Brzozowscy funkcjonariusze dotarli do potencjalnego sprawcy tydzień po zdarzeniu. Adrian S. został zatrzymany a później przesłuchany w Prokuraturze Okręgowej w Krośnie (ta przejęła śledztwo od brzozowskiej Prokuratury Rejonowej).
26-latek nie przyznał się do zarzucanych mu czynów oraz odmówił składania wyjaśnień. Zbadali go psychiatrzy – według nich nie zachodziły przesłanki wyłączające lub ograniczające jego poczytalność w chwili czynu.
Śledztwo trwało prawie dwa lata. Jak informowała prokurator Beata Piotrowicz – pozwoliło ono ustalić stan faktyczny, który był podstawą skierowania do sądu aktu oskarżenia.
Proces Adriana S. przed Sądem Okręgowym w Krośnie rozpoczął się 7 marca. Był niejawny. Zawnioskowali o to oskarżyciele posiłkowi. Argumentowali go tym, by nie były powszechnie znane okoliczności spowodowania śmierci 92-latki.
26-latek odpowiadał w warunkach recydywy. Był już kilka razy karany za przestępstwa m.in. przeciwko mieniu, odbywał karę pozbawienia wolności.
Do wydania wyroku sądowi wystarczyło 7 terminów rozpraw.
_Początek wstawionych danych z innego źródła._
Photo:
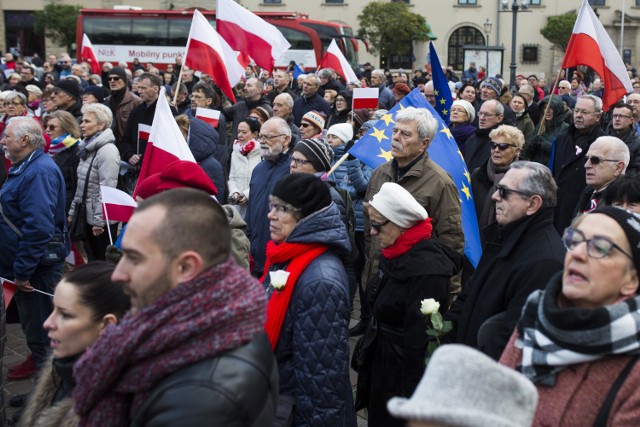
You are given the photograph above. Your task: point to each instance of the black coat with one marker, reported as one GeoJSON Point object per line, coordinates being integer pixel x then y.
{"type": "Point", "coordinates": [516, 260]}
{"type": "Point", "coordinates": [236, 388]}
{"type": "Point", "coordinates": [567, 164]}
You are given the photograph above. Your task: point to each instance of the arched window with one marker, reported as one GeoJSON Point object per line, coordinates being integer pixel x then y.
{"type": "Point", "coordinates": [460, 37]}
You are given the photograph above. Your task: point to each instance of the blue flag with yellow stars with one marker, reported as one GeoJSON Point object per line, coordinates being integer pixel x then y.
{"type": "Point", "coordinates": [440, 86]}
{"type": "Point", "coordinates": [374, 149]}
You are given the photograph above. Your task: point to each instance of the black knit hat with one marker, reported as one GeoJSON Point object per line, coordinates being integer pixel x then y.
{"type": "Point", "coordinates": [304, 191]}
{"type": "Point", "coordinates": [70, 87]}
{"type": "Point", "coordinates": [317, 151]}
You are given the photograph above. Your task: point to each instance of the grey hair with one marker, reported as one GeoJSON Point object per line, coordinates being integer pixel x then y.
{"type": "Point", "coordinates": [103, 113]}
{"type": "Point", "coordinates": [538, 181]}
{"type": "Point", "coordinates": [427, 125]}
{"type": "Point", "coordinates": [597, 102]}
{"type": "Point", "coordinates": [30, 127]}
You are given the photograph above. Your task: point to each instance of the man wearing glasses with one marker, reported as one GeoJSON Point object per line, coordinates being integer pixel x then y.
{"type": "Point", "coordinates": [522, 252]}
{"type": "Point", "coordinates": [567, 157]}
{"type": "Point", "coordinates": [275, 142]}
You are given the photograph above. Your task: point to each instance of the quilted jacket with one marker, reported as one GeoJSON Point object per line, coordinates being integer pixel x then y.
{"type": "Point", "coordinates": [313, 349]}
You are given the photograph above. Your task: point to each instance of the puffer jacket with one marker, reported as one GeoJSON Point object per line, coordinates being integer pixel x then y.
{"type": "Point", "coordinates": [202, 141]}
{"type": "Point", "coordinates": [104, 171]}
{"type": "Point", "coordinates": [313, 349]}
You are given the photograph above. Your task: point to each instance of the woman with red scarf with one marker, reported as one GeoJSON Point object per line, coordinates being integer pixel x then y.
{"type": "Point", "coordinates": [414, 266]}
{"type": "Point", "coordinates": [309, 306]}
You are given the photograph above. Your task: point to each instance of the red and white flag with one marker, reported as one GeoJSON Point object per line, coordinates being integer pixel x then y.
{"type": "Point", "coordinates": [365, 97]}
{"type": "Point", "coordinates": [166, 143]}
{"type": "Point", "coordinates": [590, 45]}
{"type": "Point", "coordinates": [208, 115]}
{"type": "Point", "coordinates": [116, 204]}
{"type": "Point", "coordinates": [248, 33]}
{"type": "Point", "coordinates": [334, 58]}
{"type": "Point", "coordinates": [87, 54]}
{"type": "Point", "coordinates": [211, 54]}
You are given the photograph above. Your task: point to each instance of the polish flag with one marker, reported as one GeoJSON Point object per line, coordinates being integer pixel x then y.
{"type": "Point", "coordinates": [116, 204]}
{"type": "Point", "coordinates": [334, 58]}
{"type": "Point", "coordinates": [250, 34]}
{"type": "Point", "coordinates": [166, 143]}
{"type": "Point", "coordinates": [590, 45]}
{"type": "Point", "coordinates": [208, 115]}
{"type": "Point", "coordinates": [87, 54]}
{"type": "Point", "coordinates": [211, 54]}
{"type": "Point", "coordinates": [365, 97]}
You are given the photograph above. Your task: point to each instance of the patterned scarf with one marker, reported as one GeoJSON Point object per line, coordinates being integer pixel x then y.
{"type": "Point", "coordinates": [300, 256]}
{"type": "Point", "coordinates": [553, 338]}
{"type": "Point", "coordinates": [61, 143]}
{"type": "Point", "coordinates": [221, 309]}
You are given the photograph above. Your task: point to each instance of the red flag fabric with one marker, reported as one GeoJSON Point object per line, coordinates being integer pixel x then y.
{"type": "Point", "coordinates": [211, 54]}
{"type": "Point", "coordinates": [590, 45]}
{"type": "Point", "coordinates": [336, 60]}
{"type": "Point", "coordinates": [87, 54]}
{"type": "Point", "coordinates": [248, 33]}
{"type": "Point", "coordinates": [166, 143]}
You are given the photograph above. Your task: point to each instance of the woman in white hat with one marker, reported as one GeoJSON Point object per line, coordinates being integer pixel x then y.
{"type": "Point", "coordinates": [414, 266]}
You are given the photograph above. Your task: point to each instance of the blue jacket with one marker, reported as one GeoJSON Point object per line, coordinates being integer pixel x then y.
{"type": "Point", "coordinates": [202, 142]}
{"type": "Point", "coordinates": [264, 178]}
{"type": "Point", "coordinates": [33, 198]}
{"type": "Point", "coordinates": [353, 176]}
{"type": "Point", "coordinates": [313, 349]}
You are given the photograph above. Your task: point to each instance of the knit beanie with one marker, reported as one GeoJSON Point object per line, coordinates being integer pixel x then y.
{"type": "Point", "coordinates": [315, 118]}
{"type": "Point", "coordinates": [303, 191]}
{"type": "Point", "coordinates": [398, 205]}
{"type": "Point", "coordinates": [179, 174]}
{"type": "Point", "coordinates": [70, 87]}
{"type": "Point", "coordinates": [344, 131]}
{"type": "Point", "coordinates": [317, 151]}
{"type": "Point", "coordinates": [471, 112]}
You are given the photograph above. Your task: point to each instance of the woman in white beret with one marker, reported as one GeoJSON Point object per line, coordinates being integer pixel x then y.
{"type": "Point", "coordinates": [414, 266]}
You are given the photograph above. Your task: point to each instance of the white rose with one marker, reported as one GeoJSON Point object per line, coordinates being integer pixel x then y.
{"type": "Point", "coordinates": [429, 306]}
{"type": "Point", "coordinates": [278, 279]}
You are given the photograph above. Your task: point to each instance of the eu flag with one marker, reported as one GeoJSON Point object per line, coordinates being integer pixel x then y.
{"type": "Point", "coordinates": [374, 149]}
{"type": "Point", "coordinates": [440, 86]}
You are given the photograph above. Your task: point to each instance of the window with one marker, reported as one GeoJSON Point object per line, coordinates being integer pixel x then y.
{"type": "Point", "coordinates": [460, 37]}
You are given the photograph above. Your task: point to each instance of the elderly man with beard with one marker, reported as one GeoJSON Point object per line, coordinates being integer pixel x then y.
{"type": "Point", "coordinates": [275, 142]}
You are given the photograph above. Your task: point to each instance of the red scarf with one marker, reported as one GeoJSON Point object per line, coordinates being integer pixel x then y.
{"type": "Point", "coordinates": [419, 232]}
{"type": "Point", "coordinates": [300, 255]}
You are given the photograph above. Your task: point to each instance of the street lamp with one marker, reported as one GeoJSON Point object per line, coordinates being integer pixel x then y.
{"type": "Point", "coordinates": [487, 30]}
{"type": "Point", "coordinates": [515, 7]}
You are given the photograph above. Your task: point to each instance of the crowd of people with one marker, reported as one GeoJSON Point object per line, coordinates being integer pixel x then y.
{"type": "Point", "coordinates": [228, 295]}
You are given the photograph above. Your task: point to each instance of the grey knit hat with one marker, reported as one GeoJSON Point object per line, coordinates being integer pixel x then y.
{"type": "Point", "coordinates": [465, 388]}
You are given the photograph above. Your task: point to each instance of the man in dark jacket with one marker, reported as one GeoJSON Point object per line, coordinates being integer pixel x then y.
{"type": "Point", "coordinates": [567, 157]}
{"type": "Point", "coordinates": [212, 360]}
{"type": "Point", "coordinates": [275, 141]}
{"type": "Point", "coordinates": [521, 254]}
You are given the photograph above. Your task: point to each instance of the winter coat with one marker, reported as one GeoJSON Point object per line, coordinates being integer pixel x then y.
{"type": "Point", "coordinates": [567, 165]}
{"type": "Point", "coordinates": [33, 199]}
{"type": "Point", "coordinates": [516, 260]}
{"type": "Point", "coordinates": [231, 383]}
{"type": "Point", "coordinates": [104, 171]}
{"type": "Point", "coordinates": [264, 178]}
{"type": "Point", "coordinates": [580, 392]}
{"type": "Point", "coordinates": [394, 346]}
{"type": "Point", "coordinates": [202, 140]}
{"type": "Point", "coordinates": [313, 348]}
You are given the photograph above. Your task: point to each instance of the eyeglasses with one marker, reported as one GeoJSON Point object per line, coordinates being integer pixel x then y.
{"type": "Point", "coordinates": [269, 137]}
{"type": "Point", "coordinates": [378, 225]}
{"type": "Point", "coordinates": [595, 160]}
{"type": "Point", "coordinates": [504, 192]}
{"type": "Point", "coordinates": [598, 247]}
{"type": "Point", "coordinates": [501, 146]}
{"type": "Point", "coordinates": [299, 162]}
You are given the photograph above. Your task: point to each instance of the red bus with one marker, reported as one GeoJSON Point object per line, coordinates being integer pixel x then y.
{"type": "Point", "coordinates": [158, 36]}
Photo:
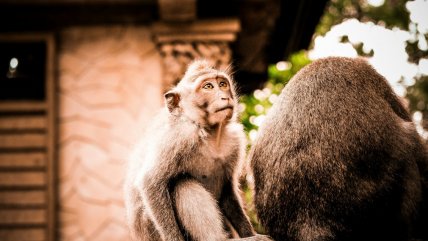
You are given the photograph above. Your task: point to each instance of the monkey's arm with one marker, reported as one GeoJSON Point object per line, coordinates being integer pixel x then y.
{"type": "Point", "coordinates": [158, 202]}
{"type": "Point", "coordinates": [232, 209]}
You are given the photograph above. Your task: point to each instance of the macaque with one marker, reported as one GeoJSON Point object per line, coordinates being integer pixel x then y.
{"type": "Point", "coordinates": [182, 183]}
{"type": "Point", "coordinates": [338, 158]}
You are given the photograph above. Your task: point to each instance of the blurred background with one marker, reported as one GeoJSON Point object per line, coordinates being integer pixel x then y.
{"type": "Point", "coordinates": [79, 80]}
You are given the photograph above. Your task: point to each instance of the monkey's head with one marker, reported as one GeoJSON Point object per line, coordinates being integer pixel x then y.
{"type": "Point", "coordinates": [204, 95]}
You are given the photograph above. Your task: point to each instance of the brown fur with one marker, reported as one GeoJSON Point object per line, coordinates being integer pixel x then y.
{"type": "Point", "coordinates": [183, 180]}
{"type": "Point", "coordinates": [338, 158]}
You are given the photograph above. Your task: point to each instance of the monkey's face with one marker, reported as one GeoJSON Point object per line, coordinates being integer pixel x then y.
{"type": "Point", "coordinates": [207, 101]}
{"type": "Point", "coordinates": [215, 97]}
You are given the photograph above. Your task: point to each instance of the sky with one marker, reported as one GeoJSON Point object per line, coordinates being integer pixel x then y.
{"type": "Point", "coordinates": [388, 45]}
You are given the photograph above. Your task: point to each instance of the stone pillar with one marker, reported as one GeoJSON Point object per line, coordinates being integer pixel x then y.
{"type": "Point", "coordinates": [180, 43]}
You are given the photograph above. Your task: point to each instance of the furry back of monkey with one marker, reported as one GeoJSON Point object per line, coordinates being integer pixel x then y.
{"type": "Point", "coordinates": [338, 158]}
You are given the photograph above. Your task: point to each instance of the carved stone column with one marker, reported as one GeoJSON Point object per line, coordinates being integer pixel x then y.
{"type": "Point", "coordinates": [180, 43]}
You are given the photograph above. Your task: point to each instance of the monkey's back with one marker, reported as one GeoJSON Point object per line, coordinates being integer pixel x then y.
{"type": "Point", "coordinates": [336, 157]}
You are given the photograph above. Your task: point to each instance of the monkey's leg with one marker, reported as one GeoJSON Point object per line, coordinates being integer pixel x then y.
{"type": "Point", "coordinates": [200, 215]}
{"type": "Point", "coordinates": [198, 212]}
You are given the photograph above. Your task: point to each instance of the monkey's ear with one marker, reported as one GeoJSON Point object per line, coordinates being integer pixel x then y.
{"type": "Point", "coordinates": [172, 99]}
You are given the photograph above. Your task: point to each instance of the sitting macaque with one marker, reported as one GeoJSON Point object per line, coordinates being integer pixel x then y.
{"type": "Point", "coordinates": [183, 182]}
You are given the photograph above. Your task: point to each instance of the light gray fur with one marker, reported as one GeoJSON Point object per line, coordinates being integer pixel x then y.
{"type": "Point", "coordinates": [180, 184]}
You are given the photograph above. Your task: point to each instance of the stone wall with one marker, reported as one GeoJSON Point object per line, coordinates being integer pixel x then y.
{"type": "Point", "coordinates": [109, 85]}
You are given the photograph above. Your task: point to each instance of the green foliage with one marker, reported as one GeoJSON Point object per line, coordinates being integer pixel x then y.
{"type": "Point", "coordinates": [257, 104]}
{"type": "Point", "coordinates": [390, 14]}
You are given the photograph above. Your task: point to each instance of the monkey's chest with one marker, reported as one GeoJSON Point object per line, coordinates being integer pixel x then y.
{"type": "Point", "coordinates": [211, 175]}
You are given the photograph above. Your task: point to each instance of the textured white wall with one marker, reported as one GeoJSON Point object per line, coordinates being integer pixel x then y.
{"type": "Point", "coordinates": [109, 86]}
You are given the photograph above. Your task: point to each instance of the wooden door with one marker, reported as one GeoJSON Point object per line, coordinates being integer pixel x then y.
{"type": "Point", "coordinates": [27, 138]}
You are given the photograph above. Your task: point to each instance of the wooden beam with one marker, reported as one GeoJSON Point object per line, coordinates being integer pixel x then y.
{"type": "Point", "coordinates": [23, 234]}
{"type": "Point", "coordinates": [22, 122]}
{"type": "Point", "coordinates": [177, 11]}
{"type": "Point", "coordinates": [22, 160]}
{"type": "Point", "coordinates": [22, 179]}
{"type": "Point", "coordinates": [22, 141]}
{"type": "Point", "coordinates": [22, 217]}
{"type": "Point", "coordinates": [23, 198]}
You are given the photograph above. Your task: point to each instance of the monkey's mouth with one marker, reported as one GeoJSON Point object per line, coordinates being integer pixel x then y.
{"type": "Point", "coordinates": [230, 107]}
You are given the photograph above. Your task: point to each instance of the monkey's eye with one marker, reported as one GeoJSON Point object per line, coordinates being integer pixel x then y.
{"type": "Point", "coordinates": [208, 86]}
{"type": "Point", "coordinates": [223, 84]}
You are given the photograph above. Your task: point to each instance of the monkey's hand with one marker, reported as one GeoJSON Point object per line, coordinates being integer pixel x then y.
{"type": "Point", "coordinates": [257, 237]}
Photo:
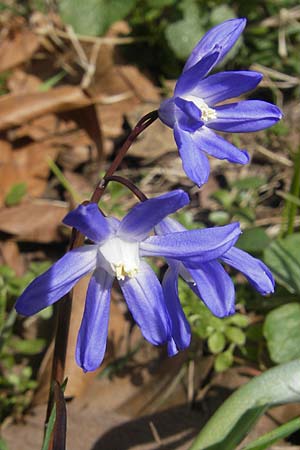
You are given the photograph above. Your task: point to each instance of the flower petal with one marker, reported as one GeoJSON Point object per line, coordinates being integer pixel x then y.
{"type": "Point", "coordinates": [188, 80]}
{"type": "Point", "coordinates": [181, 331]}
{"type": "Point", "coordinates": [215, 288]}
{"type": "Point", "coordinates": [169, 225]}
{"type": "Point", "coordinates": [145, 300]}
{"type": "Point", "coordinates": [245, 116]}
{"type": "Point", "coordinates": [58, 280]}
{"type": "Point", "coordinates": [189, 116]}
{"type": "Point", "coordinates": [224, 85]}
{"type": "Point", "coordinates": [217, 146]}
{"type": "Point", "coordinates": [222, 36]}
{"type": "Point", "coordinates": [144, 216]}
{"type": "Point", "coordinates": [89, 221]}
{"type": "Point", "coordinates": [193, 246]}
{"type": "Point", "coordinates": [92, 336]}
{"type": "Point", "coordinates": [256, 272]}
{"type": "Point", "coordinates": [194, 161]}
{"type": "Point", "coordinates": [166, 112]}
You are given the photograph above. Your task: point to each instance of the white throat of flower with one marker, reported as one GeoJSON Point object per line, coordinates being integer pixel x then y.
{"type": "Point", "coordinates": [207, 113]}
{"type": "Point", "coordinates": [122, 257]}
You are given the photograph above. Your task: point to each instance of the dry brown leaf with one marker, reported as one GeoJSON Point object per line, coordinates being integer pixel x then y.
{"type": "Point", "coordinates": [29, 165]}
{"type": "Point", "coordinates": [35, 222]}
{"type": "Point", "coordinates": [10, 255]}
{"type": "Point", "coordinates": [18, 47]}
{"type": "Point", "coordinates": [5, 152]}
{"type": "Point", "coordinates": [15, 109]}
{"type": "Point", "coordinates": [21, 82]}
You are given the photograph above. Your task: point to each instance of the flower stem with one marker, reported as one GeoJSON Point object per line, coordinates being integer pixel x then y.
{"type": "Point", "coordinates": [64, 307]}
{"type": "Point", "coordinates": [144, 123]}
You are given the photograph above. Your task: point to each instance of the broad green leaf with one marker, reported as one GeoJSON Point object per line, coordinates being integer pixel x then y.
{"type": "Point", "coordinates": [16, 194]}
{"type": "Point", "coordinates": [282, 256]}
{"type": "Point", "coordinates": [235, 417]}
{"type": "Point", "coordinates": [264, 442]}
{"type": "Point", "coordinates": [93, 17]}
{"type": "Point", "coordinates": [219, 217]}
{"type": "Point", "coordinates": [223, 361]}
{"type": "Point", "coordinates": [249, 183]}
{"type": "Point", "coordinates": [235, 335]}
{"type": "Point", "coordinates": [282, 332]}
{"type": "Point", "coordinates": [184, 34]}
{"type": "Point", "coordinates": [253, 240]}
{"type": "Point", "coordinates": [216, 342]}
{"type": "Point", "coordinates": [27, 347]}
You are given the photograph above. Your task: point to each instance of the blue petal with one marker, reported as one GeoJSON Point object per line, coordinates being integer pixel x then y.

Adrian S. został uznany za winnego popełnienia zarzucanych mu czynów.
Za zabójstwo ze szczególnym okrucieństwem i gwałt sąd skazał go na karę dożywotniego więzienia, za spowodowanie pożaru – na 5 lat pozbawienia wolności, a za usiłowania włamania – na 3 lata.
- W miejsce orzeczonych jednostkowych kar pozbawienia wolności, wymierzył mu karę łączną dożywotniego pozbawienia wolności - informuje sędzia Artur Lipiński, rzecznik Sądu Okręgowego w Krośnie.
Dodaje, że orzekł również wobec Adriana S. pozbawienie praw publicznych na okres 10 lat.
- Sąd zasądził kwoty po 100 tysięcy złotych na rzecz oskarżycieli posiłkowych tytułem zadośćuczynienia oraz 300 tysięcy złotych na rzecz jednego z pokrzywdzonych tytułem odszkodowania i zadośćuczynienia - mówi sędzia Artur Lipiński.
Wyrok jest nieprawomocny.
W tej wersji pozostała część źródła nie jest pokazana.